Três mortos, explosões de granadas, tiros de metralhadoras: foi mais uma noite e madrugada de violência na capital do Burundi, Bujumbura, entre sábado e domingo. Mas apesar dos apelos da comunidade internacional e do boicote da oposição, a Comissão Eleitoral do país anunciou que "está tudo a postos" para as eleições legislativas e locais de segunda-feira e para as presidenciais de 15 de Julho.

Os confrontos ocorreram nos bairros de Jabe, Musaga e Kanyosha, no epicentro do movimento de contestação popular que surgiu assim que o actual Presidente, Pierre Nkurunziza, anunciou que se iria recandidatar a um terceiro mandado.

Sete granadas explodiram, metralhadoras foram disparadas e dois civis morreram, um às mãos da polícia e um na sequência de uma explosão. O terceiro morto é um soldado, vítima de "fogo amigo": foi atingido pelos disparos de um colega numa intervenção numa casa onde explodira uma granada, segundo explicou o porta-voz das Forças Armadas, Gaspard Baratuza, citado pela agência AFP.

Diz esta agência noticiosa que nesta parte da capital se vive um ambiente de grande tensão. No resto da cidade, há calma e os militares patrulhavam as ruas na véspera das eleições.

"Desde esta manhã que o material eleitoral está a ser enviado para as mesas de voto", disse este domingo o presidente da Comissão Eleitoral, Pierre-Claver Ndayicariye. O registo eleitoral diz que 4,8 milhões de pessoas estão inscritas para votar. Porém, a abstenção deve ser elevada, uma vez que uma parte da população fugiu do país, quando a violência política começou, em Abril.

Além disso, as legislativas foram boicotadas por todos os partidos da oposição, que denunciaram as autoridades, acusando-as de estarem "ao serviço" do poder. Disseram que não foram autorizados a fazer campanha nas ruas e na comunicação social, dominada pelo regime desde Maio, quando fracassou um golpe militar contra Nkurunziza. Os partidos disseram ainda ter sido alvo de perseguição e de ameças permanentes durante toda a campanha eleitoral.

Após ter recebido a carta dos grupos de oposição a anunciarem o boicote eleitoral, a Comissão Eleitoral anunciou que estava tudo a postos para a votação e que esta se iria manter.

Na última semana, e à medida que a data das eleições se aproximava, a violência cresceu na capital do Burundi mas também em algumas províncias. De sábado para domingo, a polícia prendeu três membros da oposição em Mutaro, na província de Gitega, o que provocou um protesto nas ruas e o corte de estradas.

As autoridades dizem que não é possível adiar mais as eleições - estavam inicialmente marcadas para 26 de Maio e 2 de Junho - devido ao risco de um vazio de poder, uma vez que o mandato de Pierre Nkurunziza termina a 26 de Agosto.

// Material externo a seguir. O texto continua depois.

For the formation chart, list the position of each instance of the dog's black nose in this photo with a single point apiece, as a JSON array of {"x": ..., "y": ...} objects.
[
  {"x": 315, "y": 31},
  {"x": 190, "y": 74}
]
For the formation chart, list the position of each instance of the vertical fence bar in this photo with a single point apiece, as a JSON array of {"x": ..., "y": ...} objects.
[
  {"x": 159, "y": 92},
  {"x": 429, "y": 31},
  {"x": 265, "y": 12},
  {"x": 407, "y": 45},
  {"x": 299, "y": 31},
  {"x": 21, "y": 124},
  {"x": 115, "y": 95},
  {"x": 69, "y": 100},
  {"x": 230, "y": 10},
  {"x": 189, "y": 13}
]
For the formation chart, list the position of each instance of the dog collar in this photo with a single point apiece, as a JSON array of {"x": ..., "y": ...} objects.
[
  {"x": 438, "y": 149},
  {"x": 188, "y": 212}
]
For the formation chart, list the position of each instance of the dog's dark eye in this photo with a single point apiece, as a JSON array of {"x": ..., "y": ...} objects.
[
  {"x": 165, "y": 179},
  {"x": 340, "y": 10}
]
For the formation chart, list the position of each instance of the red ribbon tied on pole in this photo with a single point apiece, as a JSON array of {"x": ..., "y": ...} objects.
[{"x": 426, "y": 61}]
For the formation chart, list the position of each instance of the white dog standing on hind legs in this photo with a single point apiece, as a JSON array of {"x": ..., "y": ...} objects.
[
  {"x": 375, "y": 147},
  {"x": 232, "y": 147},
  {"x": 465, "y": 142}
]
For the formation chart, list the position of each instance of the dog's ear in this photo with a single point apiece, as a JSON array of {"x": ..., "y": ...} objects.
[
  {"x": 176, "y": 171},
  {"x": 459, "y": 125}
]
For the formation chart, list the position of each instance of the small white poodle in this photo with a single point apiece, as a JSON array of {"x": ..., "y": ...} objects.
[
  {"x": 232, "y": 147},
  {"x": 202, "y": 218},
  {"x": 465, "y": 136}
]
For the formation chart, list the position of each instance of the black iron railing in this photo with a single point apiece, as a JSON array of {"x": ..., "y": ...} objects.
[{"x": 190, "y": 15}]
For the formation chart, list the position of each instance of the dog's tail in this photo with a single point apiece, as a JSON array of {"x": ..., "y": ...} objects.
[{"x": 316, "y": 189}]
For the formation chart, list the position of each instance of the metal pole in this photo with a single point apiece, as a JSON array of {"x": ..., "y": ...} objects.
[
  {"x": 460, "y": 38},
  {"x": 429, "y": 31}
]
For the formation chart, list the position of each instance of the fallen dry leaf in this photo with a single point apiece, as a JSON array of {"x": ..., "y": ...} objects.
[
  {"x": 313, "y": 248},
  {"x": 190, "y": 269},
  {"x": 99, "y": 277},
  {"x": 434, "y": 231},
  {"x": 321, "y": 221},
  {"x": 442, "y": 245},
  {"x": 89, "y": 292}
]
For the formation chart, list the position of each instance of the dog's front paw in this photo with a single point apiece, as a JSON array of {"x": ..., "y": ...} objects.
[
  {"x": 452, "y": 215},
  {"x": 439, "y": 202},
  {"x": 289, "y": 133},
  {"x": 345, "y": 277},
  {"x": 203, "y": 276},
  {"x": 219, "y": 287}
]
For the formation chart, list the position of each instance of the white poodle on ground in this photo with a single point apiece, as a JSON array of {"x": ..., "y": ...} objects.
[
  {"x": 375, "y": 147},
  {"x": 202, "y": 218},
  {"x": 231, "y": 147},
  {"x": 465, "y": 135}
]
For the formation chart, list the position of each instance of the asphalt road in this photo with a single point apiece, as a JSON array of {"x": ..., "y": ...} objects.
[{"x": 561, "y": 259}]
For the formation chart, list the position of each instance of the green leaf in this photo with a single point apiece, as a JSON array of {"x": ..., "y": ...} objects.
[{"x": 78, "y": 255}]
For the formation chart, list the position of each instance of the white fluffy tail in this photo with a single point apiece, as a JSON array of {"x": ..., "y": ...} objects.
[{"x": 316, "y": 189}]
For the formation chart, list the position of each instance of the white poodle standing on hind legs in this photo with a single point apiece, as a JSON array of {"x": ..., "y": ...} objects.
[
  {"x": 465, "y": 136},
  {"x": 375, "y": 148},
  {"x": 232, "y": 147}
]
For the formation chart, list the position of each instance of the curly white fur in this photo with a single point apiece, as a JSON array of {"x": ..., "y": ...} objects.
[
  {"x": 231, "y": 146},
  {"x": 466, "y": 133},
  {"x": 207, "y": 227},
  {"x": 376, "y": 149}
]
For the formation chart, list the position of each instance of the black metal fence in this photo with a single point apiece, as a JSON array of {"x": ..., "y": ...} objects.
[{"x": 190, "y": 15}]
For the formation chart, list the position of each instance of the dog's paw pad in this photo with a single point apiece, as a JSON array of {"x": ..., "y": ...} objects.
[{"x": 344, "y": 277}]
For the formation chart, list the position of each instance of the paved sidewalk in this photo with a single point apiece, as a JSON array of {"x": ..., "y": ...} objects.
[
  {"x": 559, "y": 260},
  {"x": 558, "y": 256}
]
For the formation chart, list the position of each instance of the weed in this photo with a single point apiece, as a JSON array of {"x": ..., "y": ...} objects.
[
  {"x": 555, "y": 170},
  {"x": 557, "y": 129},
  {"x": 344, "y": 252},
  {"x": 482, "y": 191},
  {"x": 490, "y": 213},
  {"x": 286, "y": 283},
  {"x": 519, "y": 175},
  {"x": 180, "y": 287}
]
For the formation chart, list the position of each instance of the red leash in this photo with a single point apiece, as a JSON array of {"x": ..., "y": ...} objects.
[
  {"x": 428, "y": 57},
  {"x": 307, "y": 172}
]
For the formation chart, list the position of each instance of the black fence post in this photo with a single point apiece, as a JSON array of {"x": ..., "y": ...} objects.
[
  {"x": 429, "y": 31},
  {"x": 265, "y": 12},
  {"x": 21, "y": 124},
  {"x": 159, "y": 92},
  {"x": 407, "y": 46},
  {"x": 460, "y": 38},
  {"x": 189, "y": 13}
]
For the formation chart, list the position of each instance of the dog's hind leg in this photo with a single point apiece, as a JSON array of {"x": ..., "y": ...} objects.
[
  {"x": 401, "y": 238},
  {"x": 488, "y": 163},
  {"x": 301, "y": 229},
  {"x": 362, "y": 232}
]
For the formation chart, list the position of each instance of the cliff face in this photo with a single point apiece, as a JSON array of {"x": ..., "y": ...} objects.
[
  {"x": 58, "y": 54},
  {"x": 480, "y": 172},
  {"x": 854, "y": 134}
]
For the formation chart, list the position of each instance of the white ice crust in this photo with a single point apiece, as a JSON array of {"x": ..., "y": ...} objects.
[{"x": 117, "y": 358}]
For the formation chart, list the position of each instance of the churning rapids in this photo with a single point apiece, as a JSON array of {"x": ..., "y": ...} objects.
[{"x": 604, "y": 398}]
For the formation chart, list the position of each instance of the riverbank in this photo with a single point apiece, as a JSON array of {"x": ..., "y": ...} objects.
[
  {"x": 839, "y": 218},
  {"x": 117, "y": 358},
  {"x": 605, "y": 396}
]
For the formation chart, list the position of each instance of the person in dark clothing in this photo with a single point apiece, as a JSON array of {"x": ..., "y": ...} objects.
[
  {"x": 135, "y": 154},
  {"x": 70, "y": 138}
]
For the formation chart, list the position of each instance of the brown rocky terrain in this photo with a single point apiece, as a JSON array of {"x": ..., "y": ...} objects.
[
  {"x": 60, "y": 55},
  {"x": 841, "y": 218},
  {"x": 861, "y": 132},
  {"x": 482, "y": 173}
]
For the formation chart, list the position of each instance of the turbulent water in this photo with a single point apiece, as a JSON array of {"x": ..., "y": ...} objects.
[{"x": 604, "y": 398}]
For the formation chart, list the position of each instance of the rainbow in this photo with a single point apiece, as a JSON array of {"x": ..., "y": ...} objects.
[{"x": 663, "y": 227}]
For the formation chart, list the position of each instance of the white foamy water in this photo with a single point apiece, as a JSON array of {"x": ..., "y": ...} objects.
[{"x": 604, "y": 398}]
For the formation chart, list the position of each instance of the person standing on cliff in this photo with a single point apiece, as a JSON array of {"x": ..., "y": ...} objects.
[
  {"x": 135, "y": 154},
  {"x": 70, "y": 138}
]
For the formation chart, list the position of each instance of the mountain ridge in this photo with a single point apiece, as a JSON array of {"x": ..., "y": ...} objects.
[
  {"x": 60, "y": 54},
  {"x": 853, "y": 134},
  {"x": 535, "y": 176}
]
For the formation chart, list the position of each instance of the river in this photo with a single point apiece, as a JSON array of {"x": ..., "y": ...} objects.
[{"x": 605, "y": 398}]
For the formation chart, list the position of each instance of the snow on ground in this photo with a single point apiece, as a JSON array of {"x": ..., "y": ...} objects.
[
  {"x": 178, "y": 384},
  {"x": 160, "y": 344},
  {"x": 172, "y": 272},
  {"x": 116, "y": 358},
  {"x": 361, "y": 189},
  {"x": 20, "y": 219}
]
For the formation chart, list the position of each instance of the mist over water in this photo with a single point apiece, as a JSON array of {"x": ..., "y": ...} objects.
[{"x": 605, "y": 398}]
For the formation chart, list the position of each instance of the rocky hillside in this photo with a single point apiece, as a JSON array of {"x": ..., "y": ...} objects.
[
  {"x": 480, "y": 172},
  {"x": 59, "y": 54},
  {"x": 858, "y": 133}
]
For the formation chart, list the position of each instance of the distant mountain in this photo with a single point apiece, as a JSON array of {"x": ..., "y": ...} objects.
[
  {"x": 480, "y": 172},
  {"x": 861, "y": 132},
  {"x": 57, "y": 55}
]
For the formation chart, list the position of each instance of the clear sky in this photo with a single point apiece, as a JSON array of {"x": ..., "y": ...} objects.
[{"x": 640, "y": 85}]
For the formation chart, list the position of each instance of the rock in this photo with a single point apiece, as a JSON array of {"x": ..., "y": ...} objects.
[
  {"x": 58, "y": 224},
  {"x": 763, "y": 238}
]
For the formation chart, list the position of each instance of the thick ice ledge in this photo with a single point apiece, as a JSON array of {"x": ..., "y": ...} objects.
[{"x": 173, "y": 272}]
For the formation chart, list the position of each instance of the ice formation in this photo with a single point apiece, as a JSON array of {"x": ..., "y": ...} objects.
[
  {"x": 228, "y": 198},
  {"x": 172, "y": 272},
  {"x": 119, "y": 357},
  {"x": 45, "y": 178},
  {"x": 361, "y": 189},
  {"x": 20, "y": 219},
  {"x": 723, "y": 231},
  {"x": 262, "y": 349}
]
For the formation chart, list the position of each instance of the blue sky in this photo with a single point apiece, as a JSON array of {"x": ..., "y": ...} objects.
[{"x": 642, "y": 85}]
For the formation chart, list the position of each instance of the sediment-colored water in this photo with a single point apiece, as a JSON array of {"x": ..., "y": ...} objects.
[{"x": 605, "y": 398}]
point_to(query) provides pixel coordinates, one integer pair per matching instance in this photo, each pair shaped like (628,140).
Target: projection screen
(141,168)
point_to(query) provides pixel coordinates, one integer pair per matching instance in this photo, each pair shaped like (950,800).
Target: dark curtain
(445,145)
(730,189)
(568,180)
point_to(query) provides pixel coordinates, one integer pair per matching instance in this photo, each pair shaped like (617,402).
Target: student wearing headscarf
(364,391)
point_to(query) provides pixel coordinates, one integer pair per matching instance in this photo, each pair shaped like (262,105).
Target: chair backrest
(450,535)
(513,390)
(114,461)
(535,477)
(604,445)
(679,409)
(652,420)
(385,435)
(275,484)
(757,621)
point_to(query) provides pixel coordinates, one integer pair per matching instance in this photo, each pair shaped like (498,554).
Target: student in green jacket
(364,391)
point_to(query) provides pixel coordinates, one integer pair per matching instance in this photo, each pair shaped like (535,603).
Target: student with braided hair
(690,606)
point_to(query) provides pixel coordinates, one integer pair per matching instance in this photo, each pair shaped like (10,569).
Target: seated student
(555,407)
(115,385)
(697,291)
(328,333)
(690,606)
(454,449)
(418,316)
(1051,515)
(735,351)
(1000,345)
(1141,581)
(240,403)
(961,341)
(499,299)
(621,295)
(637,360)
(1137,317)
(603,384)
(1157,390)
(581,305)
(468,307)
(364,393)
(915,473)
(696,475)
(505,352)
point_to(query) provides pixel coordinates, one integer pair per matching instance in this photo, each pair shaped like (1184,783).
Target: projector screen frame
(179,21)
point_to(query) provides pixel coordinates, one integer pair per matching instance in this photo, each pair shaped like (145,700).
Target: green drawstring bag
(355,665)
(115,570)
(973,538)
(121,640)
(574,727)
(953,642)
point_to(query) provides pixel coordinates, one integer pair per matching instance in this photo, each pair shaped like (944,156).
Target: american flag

A oposição, que é contra o terceiro mandato, acusa o Presidente de, no seu desejo de se manter no poder, estar a violar o Acordo de Arusha que pôs fim à longa guerra civil que durou entre 1993 e 2006 neste país da região dos Grandes Lagos. Os especialistas em política africana dizem que há o risco de a instabilidade regressar, mas consideram que não se deverá assistir ao regresso de um conflito armado pois Nkurunziza já deixou claro que não hesitará em usar a força para manter a ordem e o seu regime. Logo que surgiu o movimento de contestação à sua terceira candidatura, os protestos foram reprimidos pela força, tendo a polícia e os militares usado fogo real contra os manifestantes.

Ainda assim, os analistas dizem que a cadeia de acontecimentos se assemelha à que levou à queda de Blaise Campaoré no Burkina Faso, no ano passado. Também aí, a intenção do líder há 27 anos no poder em permanecer no posto desencadeou uma onda de protestos violentos.

Segundo as Nações Unidas, desde Abril morreram no Burundi 70 pessoas devido à violência política e 120 mil deixaram o país, refugiando-se na República Democrática do Congo, no Ruanda, na Tanzânia e no Uganda. A maior parte desses refugiados são mulheres e crianças, segundo o ponto de situação feito pela agência das Nações Unidas para a infância (UNICEF).